Bigger buckyballs bolster superconductivity

30 Aug 2001

NB: The publication on which this article is based has been retracted by its authors. The retraction followed an investigation into scientific misconduct by J Hendrik Schön. We are leaving this article here for archival purposes. Further information can be found at http://physicsweb.org/article/news/6/9/15

Physicists have more than doubled the temperature at which carbon-60 - also known as the 'buckyball' - can behave as a superconductor. Bertram Batlogg and co-workers at Bell Laboratories in the US achieved the 'transition temperature' of 117 kelvin by adding a methane-based compound to the material. They believe that the increased transition temperature is due to an expansion of the crystal structure, and that it could exceed 150 kelvin if the crystal can be stretched just 1% further (J Schön et al 2001 Science 293 2432).

The temperature below which a material loses its resistance to electricity is known as its superconducting transition temperature. In an earlier experiment, Batlogg and colleagues eliminated electrical resistance from carbon-60 at 54 kelvin by adding positive ‘holes’ to it. But when they added tribromomethane, the resistance disappeared at the much higher temperature of 117 kelvin.

Carbon-60 molecules form a crystal with a face-centred cubic structure. Its lattice constant – the separation of the centres of two adjacent molecules – is 1.417 nanometres. When trichloromethane was added to the molecule, this stretched to 1.428 nanometres and the transition temperature reached about 70 kelvin. But when tribromomethane was added, the lattice constant grew to 1.443 nanometres, and superconductivity persisted up to 117 kelvin.

As these results show, the transition temperature of carbon-60 increases linearly with lattice constant, and Batlogg’s team believes that boosting this constant is the key to achieving superconductivity at higher temperatures. But this will be a challenge: the weak electrostatic attractions that bind the carbon-60 crystal lattice – known as van der Waals forces – will rapidly weaken even further as the carbon-60 molecules accept larger neutral molecules.
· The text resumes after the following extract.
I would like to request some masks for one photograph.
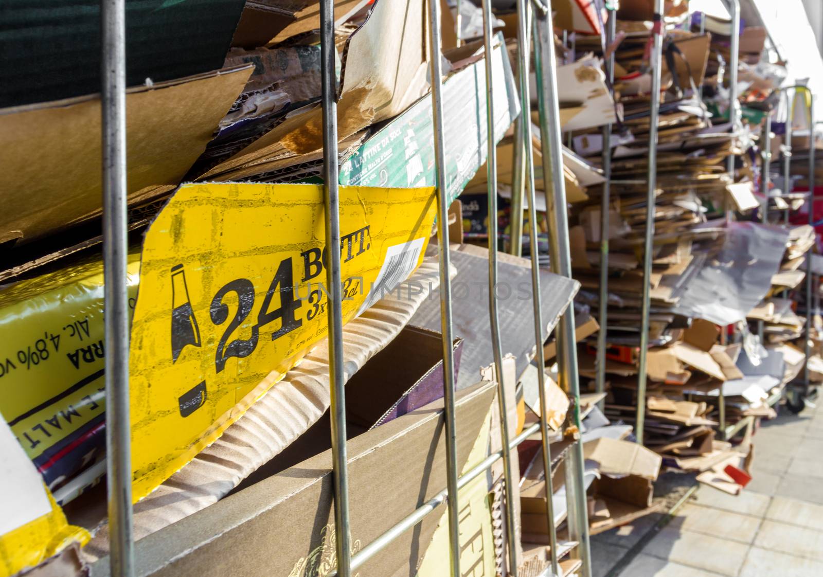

This work is the latest in a string of experiments conducted by Batlogg and colleagues into the intriguing properties of carbon-60. The electron-phonon interactions thought to give rise to its superconductivity are dominant inside individual molecules of carbon-60. But the electronic ‘density of states’ of the material – which helps to determine how well it conducts electricity – is associated with the bulk material.